CNCLgithub / GalileoEvents

Galileo + Events
MIT License
2 stars 0 forks source link

exp1_pf super slow #7

Closed belledon closed 4 years ago

belledon commented 4 years ago

i'm current playing with PackageCompiler to see if we can get the 23ms performance https://julialang.github.io/PackageCompiler.jl/dev/examples/plots/

Originally posted by @belledon in https://github.com/CNCLgithub/galileo-ramp/issues/3#issuecomment-601731436

belledon commented 4 years ago

using PackageCompiler i was able to reduce the pf to ~30s which is still way too slow.

unfortunately ProfileView did not give me the resolution to figure much out other than the majority of time is spend during rejuvination.

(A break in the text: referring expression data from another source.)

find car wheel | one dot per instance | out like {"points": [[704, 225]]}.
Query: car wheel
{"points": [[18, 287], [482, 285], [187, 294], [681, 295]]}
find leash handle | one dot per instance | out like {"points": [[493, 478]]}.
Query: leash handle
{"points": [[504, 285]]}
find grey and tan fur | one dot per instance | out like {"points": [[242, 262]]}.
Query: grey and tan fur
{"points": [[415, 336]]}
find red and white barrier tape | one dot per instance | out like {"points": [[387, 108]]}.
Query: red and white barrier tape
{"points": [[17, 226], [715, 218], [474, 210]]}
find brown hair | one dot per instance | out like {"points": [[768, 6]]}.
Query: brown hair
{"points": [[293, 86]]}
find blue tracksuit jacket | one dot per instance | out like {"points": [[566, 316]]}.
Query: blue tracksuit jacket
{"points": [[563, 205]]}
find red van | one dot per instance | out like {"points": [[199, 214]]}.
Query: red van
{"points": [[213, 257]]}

After poking around I found that the issue is not the forward function but rejuvination itself.. The forward funciton is actually performing as fast as it normally should, ~4-10ms. However each rejuvination step seems to increase linearly from 500ms -> 1500ms.

belledon commented 4 years ago

@iyildirim

ok so after more poking it seems to be the gm as a whole... A full execution of 120 frames leads to a runtime of 1600ms which explains the delay somewhat..

i think we finally (or at least i did) realized what marco was so confused about when we first explained the inference procedure to him in galileo ccn.

We need to make a few changes to the model. mainly what happens is that everytime the belief of density is updated, the entire physical trace is revised (makes sense). this means that:

  1. inference will be super expensive (increases quasi quadratically)
  2. there may be an epistemic discrepancy between what our gm describes and what we would like to model

I propose a new posterior that explicitly tracks the belief of the physical properties changing across time.

To estimate this we have to make a subtle change to the gm. Rather than simply sampling a scalar density value from the prior, you instead sample the base distribution of density (ie some gaussian with mean mu and variance theta). then this density belief rv is sampled for each time step, where the sampled scalar is used in simulation for that time step.

thus rejuvination updates these time-stamped density values with a markov-chain update schema

belledon commented 4 years ago

this is something we can discuss later, we can actually run IO without rejuvinaiton, the posterior here should be simple enough

iyildirim commented 4 years ago

Feel free to implement what you are proposing...

Is it slow without rejuvination as well? Or at least, is rejuvination contributing to the slowness in the expected manner? Each rejuvination step should equal one particle filter update step w/o rejuv in run time.

How are you determining whether to do rejuvination? Is this just one step of Gaussian random walk MH after each update?

If so, why wasn't it slow before?

And yes, let's run the IO (either as an MCMC taking the entire video as a batch) or SMC with thousands of particles. We would like to see whether the model estimated mass ratios correlate with the ground truth mass ratios.

belledon commented 4 years ago

it was always this slow (ie 20 particles would take 20min), I was trying to figure out why.. i'm mainly trying to optimize speed for BO although a distributed scheduler might be able to absorb the cost.

and yes rejuvination is the culprit since it increases the number of simulation steps in polynomial amounts. running without rejuvination it takes roughly 1.3s X N where N is the number of particles

belledon commented 4 years ago

so in theory, the new gm should be a linear scale of that number

belledon commented 4 years ago

i might try to optimize the way we call pybullet since it should be operating in the sub milisecond scale anyways

belledon commented 4 years ago

@eivinasbutkus, i could use help on these last few things

iyildirim commented 4 years ago

Sounds good, thanks.

eivinasbutkus commented 4 years ago

@belledon I'll work on distributed BO - I think that's where I'll be of most use?

iyildirim commented 4 years ago

In the meantime, can we have model predictions for a low-particle count implementation (say n=4) and a high particle count implementatoin (IO) using the sensory noise parameter we had from before?